As alluded to above, inhibiting the biofilm formation of S. mutans might inhibit the occurrence of dental caries (Ahn et al., 2018). In order to examine the inhibitory effect of DB1 BLIS against S. mutans biofilm in a dental biofilm model representing dental caries, S. mutans was inoculated and allowed to form biofilm on the surface of saliva-coated HA discs with and without DB1 bacteriocin. The treatment with DB1 bacteriocin resulted in an almost 50% reduction of S. mutans biofilm (Fig. 4), suggesting the possible clinical use of DB1 bacteriocin to prevent or treat dental caries.
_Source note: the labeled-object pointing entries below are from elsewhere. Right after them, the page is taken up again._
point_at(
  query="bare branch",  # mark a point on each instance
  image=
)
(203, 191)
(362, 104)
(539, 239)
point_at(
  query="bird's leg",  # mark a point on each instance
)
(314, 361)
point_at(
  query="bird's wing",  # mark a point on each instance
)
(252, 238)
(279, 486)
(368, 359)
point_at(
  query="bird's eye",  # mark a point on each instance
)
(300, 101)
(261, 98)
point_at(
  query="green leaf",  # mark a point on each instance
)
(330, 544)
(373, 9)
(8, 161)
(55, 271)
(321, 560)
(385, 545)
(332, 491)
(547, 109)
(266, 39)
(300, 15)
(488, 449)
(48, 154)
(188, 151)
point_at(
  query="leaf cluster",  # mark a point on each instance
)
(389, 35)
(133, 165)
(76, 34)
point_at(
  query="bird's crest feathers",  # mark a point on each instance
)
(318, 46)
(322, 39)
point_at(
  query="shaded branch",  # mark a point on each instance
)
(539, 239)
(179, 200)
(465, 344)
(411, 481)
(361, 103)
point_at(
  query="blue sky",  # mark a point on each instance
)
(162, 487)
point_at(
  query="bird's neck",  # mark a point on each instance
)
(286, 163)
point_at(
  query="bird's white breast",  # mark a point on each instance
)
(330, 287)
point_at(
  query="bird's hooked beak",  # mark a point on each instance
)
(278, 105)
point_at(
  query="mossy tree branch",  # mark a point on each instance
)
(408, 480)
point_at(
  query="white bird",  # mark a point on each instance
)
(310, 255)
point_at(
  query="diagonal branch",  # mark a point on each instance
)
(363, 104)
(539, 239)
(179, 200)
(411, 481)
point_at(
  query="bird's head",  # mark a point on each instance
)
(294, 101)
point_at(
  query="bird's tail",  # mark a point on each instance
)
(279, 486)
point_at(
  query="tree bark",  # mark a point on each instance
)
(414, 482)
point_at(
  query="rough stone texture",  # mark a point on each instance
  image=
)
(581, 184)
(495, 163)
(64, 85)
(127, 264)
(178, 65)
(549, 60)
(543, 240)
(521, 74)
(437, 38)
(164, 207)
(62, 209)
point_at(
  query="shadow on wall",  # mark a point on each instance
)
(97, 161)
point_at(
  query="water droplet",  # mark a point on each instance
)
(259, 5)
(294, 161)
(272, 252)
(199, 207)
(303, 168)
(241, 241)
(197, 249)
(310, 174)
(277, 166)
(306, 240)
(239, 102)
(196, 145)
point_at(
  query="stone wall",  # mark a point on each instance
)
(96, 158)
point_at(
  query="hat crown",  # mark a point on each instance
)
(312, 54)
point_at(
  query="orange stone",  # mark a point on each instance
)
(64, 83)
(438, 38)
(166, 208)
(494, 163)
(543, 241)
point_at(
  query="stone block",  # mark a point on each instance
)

Besides S. mutans biofilm, multispecies bacteria in the oral cavity form biofilm, aggravating dental caries. These multispecies biofilms protect the embedded bacteria from the external environment, leading to the maintenance of biofilm architecture. Thus, it would be worth investigating the inhibitory activity of DB1 BLIS on multispecies biofilms in the oral cavity. Although further studies are needed to confirm certain molecule(s) of DB1 BLIS that are involved in the inhibition of S. mutans biofilm, our preliminary study showed that DB1 BLIS, as a postbiotic compound produced by E. faecium DB1, effectively inhibited the biofilm formation of S. mutans by decreasing the viability of S. mutans. Thus, DB1 BLIS could be a promising agent to prevent and treat dental caries caused by S. mutans biofilm.